To test you can copy it to one of the template directories such as : ~/Library/Application Support/Developer/Shared/Xcode/Project Templates/Application/MacRuby Application With Testing
Differences:
- Embed MacRuby target is included by default to easy deployment for first time users - Tests directory has been added for tests - test_stub.rb has been added with a starting test::unit case - Unit Tests target has been added to run the tests - test_suite.rb has been added to load up all tests from the Tests directory. This can easily be made recursive using Dir.glob.

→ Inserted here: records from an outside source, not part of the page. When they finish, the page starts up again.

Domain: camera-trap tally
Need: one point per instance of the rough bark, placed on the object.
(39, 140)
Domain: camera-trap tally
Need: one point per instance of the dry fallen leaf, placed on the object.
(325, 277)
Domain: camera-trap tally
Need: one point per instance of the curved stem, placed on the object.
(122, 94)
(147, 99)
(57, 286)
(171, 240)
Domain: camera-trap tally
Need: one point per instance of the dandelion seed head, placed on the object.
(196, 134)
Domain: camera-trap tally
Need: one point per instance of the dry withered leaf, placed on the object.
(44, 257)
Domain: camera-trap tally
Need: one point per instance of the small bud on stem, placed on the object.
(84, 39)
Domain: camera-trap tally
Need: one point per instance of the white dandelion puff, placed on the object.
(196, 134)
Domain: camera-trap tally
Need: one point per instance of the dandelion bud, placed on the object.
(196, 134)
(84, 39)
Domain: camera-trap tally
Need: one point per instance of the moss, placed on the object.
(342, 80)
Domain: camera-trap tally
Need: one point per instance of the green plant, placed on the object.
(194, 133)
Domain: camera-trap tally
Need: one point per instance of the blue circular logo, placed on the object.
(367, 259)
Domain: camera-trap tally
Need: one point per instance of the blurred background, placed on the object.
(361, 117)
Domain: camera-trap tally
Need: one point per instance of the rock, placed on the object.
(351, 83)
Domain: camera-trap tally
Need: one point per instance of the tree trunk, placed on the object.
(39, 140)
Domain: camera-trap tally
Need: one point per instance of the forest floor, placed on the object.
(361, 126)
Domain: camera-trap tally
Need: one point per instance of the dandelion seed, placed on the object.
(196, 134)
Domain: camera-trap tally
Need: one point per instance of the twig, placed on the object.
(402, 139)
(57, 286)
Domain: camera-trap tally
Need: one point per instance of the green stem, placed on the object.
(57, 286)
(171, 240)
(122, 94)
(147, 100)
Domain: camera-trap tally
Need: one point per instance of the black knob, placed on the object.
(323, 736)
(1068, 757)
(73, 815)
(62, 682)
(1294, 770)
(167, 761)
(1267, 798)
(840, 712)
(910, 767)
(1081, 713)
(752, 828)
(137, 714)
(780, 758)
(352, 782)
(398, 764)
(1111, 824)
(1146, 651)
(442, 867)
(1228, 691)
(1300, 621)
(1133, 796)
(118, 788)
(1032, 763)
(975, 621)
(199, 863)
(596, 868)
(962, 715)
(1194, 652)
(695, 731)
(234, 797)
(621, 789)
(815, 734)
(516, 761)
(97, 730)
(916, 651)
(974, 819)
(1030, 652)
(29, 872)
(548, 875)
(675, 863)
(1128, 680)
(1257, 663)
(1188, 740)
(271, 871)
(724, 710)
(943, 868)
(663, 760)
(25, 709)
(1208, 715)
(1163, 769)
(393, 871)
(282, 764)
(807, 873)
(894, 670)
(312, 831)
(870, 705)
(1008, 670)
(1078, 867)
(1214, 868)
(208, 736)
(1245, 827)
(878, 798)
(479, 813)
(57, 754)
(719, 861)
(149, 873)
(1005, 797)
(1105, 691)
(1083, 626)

I've left out the framework/obj-c testing stuff because it is difficult to get it working in cases where there is no objective-c; building the framework requires at least one class. A better way to handle that would be to write up a blog post on how to do this; mainly:
1.) Create a new Cocoa -> Framework target 2.) add the new framework to your unit test and .app targets so that it gets built when either target is run 3.) add a copy files step, targeting frameworks, to your .app target 4.) add the new framework(drag from the products folder) to both the link and copy steps of your .app target to include it with your .app file 5.) add "framework 'newframeworkname'" to your rb_main.rb file 6.) add "framework 'build/Debug/newframeworkname.framework' to your test_suite.rb file
After following these steps you can test any Obj-c classes added to the framework from Ruby, as well as any Ruby classes that depend on these custom classes.
- Dylan
On Thu, Oct 1, 2009 at 6:31 PM, Matt Aimonetti <mattaimonetti@gmail.com
wrote: Hi Dylan,
Why don't you you post your template so people can look at it and give their feedback? People like Eloy would probably give their feedback ;)
- Matt
On Thu, Oct 1, 2009 at 4:26 PM, Dylan Bruzenak <dylan@ideaswarm.com> wrote: So, I've been mucking about with MacRuby lately. It's been fun so far. Thanks to all the devs for this great project.

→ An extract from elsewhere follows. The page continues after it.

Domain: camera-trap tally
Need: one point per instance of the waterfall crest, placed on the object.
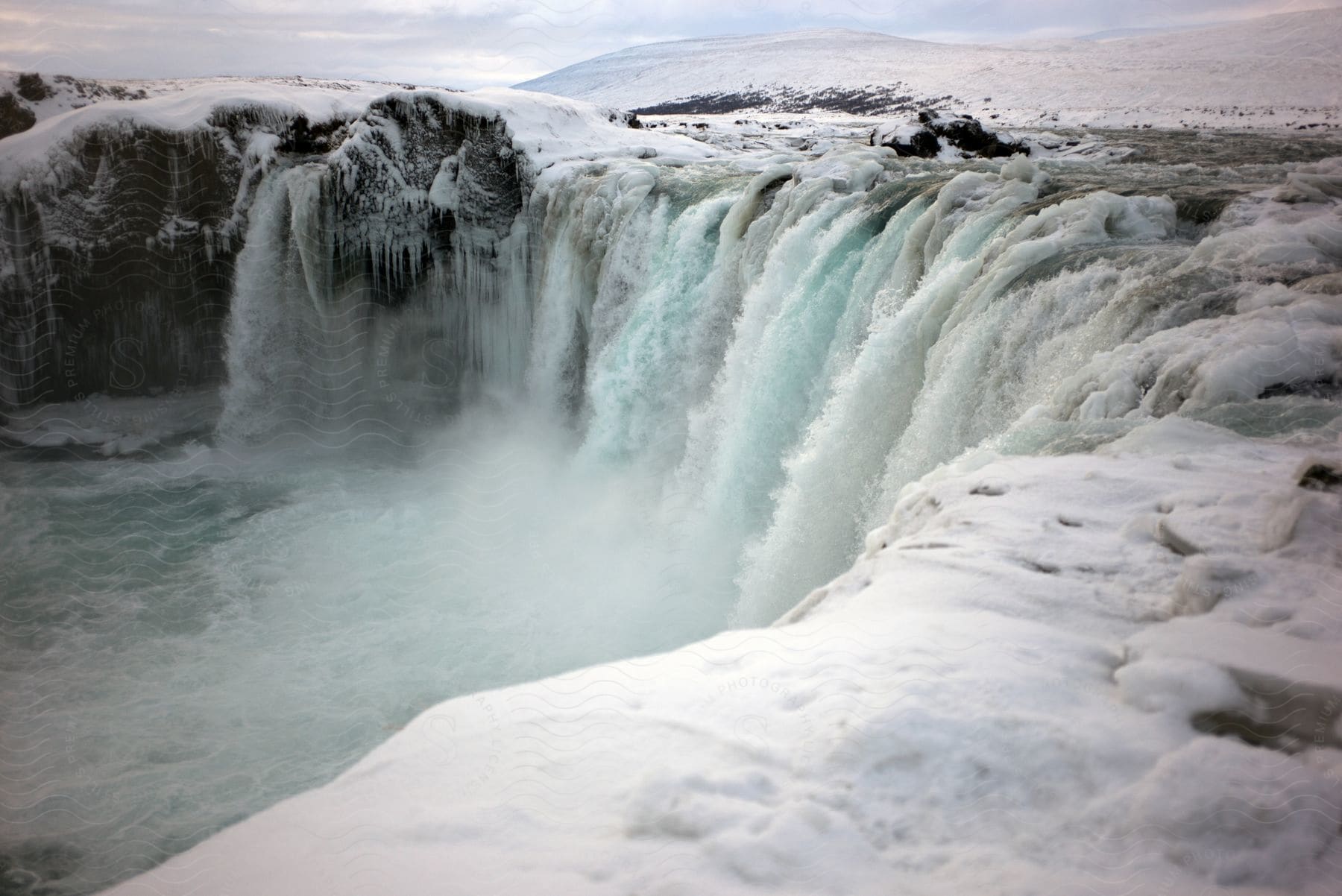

I'm a pretty firm believer in unit testing my Ruby code. I love how Ruby on Rails and similar frameworks nudge you in the right direction by baking in an existing testing infrastructure.

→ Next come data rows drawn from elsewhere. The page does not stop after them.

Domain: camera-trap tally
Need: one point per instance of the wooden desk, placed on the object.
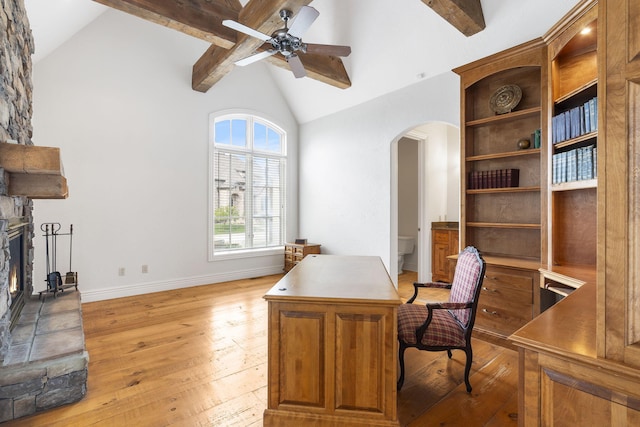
(333, 344)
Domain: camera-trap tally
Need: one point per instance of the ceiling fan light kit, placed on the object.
(288, 41)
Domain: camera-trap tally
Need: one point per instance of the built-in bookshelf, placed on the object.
(572, 154)
(502, 216)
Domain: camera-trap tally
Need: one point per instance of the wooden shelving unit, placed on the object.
(505, 224)
(572, 204)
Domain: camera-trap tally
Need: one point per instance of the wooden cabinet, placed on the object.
(333, 344)
(506, 300)
(572, 148)
(580, 359)
(444, 242)
(503, 221)
(294, 253)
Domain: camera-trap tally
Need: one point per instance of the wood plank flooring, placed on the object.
(198, 357)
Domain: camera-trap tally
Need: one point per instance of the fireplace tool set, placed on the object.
(57, 282)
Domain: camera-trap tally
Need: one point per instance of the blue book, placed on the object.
(587, 117)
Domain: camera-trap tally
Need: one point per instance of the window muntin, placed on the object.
(248, 184)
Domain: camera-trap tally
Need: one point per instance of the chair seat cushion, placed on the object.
(442, 331)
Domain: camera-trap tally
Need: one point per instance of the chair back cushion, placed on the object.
(465, 282)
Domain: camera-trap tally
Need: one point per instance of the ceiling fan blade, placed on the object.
(328, 49)
(296, 66)
(255, 58)
(303, 20)
(244, 29)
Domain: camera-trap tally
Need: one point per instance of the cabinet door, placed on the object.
(440, 266)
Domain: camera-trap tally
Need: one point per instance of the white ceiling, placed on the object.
(394, 43)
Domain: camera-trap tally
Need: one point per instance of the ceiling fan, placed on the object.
(288, 41)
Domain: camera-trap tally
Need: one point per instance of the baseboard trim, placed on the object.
(166, 285)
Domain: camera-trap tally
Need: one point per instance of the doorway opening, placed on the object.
(425, 190)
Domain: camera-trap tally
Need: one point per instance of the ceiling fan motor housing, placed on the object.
(285, 43)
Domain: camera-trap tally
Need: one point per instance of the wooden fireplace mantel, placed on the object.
(33, 171)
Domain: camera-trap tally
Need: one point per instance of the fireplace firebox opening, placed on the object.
(17, 266)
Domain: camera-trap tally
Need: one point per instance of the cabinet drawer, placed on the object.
(506, 300)
(502, 320)
(499, 277)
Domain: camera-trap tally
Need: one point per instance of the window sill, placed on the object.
(248, 253)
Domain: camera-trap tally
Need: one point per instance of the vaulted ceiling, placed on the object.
(395, 43)
(203, 19)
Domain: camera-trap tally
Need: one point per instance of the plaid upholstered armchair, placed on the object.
(446, 325)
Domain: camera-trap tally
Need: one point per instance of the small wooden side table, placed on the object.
(294, 253)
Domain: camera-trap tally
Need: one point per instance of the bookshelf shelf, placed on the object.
(504, 118)
(503, 225)
(575, 185)
(576, 141)
(504, 155)
(504, 190)
(580, 89)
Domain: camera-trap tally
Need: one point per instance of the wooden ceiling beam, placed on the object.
(198, 18)
(203, 19)
(465, 15)
(264, 16)
(326, 69)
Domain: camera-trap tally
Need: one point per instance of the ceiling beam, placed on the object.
(263, 16)
(203, 19)
(198, 18)
(465, 15)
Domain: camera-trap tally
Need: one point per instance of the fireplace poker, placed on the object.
(70, 276)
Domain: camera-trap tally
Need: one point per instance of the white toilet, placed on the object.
(405, 247)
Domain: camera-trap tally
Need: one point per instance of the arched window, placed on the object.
(247, 174)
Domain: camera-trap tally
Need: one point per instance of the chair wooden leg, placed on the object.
(467, 368)
(401, 350)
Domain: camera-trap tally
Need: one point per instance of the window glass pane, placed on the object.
(259, 136)
(229, 200)
(223, 132)
(247, 214)
(274, 141)
(239, 133)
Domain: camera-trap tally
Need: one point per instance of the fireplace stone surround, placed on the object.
(43, 360)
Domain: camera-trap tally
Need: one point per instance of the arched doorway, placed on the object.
(425, 188)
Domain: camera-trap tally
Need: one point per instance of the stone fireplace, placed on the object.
(43, 361)
(17, 268)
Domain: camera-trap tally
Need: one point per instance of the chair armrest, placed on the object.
(449, 305)
(439, 306)
(418, 285)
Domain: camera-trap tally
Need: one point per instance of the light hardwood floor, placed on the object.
(198, 357)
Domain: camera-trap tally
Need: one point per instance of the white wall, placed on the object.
(117, 100)
(346, 167)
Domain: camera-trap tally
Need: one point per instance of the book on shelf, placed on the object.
(497, 178)
(574, 165)
(575, 122)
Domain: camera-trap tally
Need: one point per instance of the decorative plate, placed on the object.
(505, 99)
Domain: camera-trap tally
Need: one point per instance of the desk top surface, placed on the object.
(334, 278)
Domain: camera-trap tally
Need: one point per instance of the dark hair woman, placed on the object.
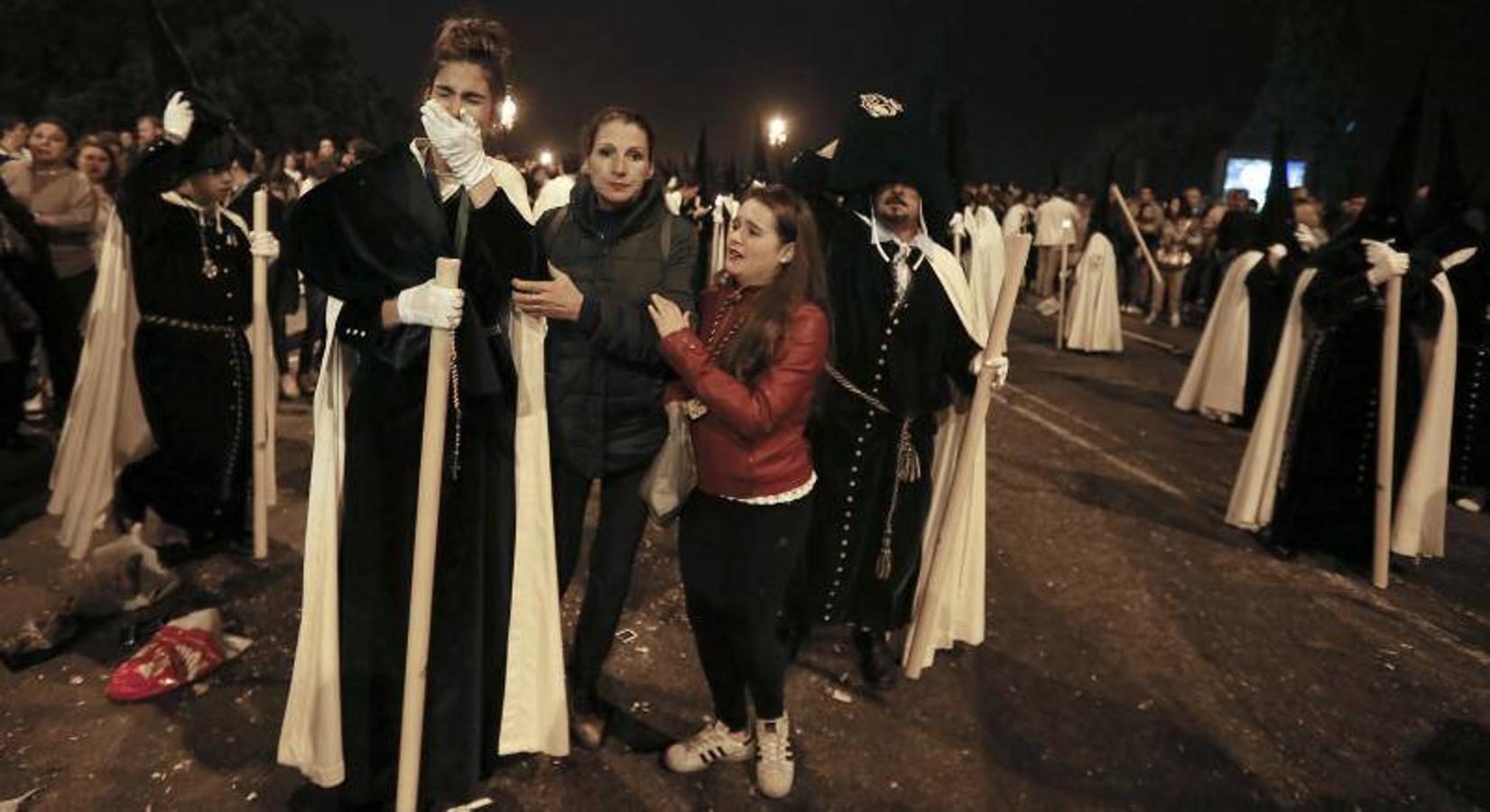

I've got testing pretty much figured out and was wondering if the team would be open to modifying the basic Xcode project template to add unit testing, with a stub test and test_suite file to get started. This would also involve creating a framework for any objective-c code that the user writes so that it can be included in both the .app and the test files.
In addition it might be useful to include the 'embed mac ruby' and possibly a macrubyc target as well by default. These can always be removed if a user doesn't want them.
I can supply preliminary patches if this seems like a good route to go.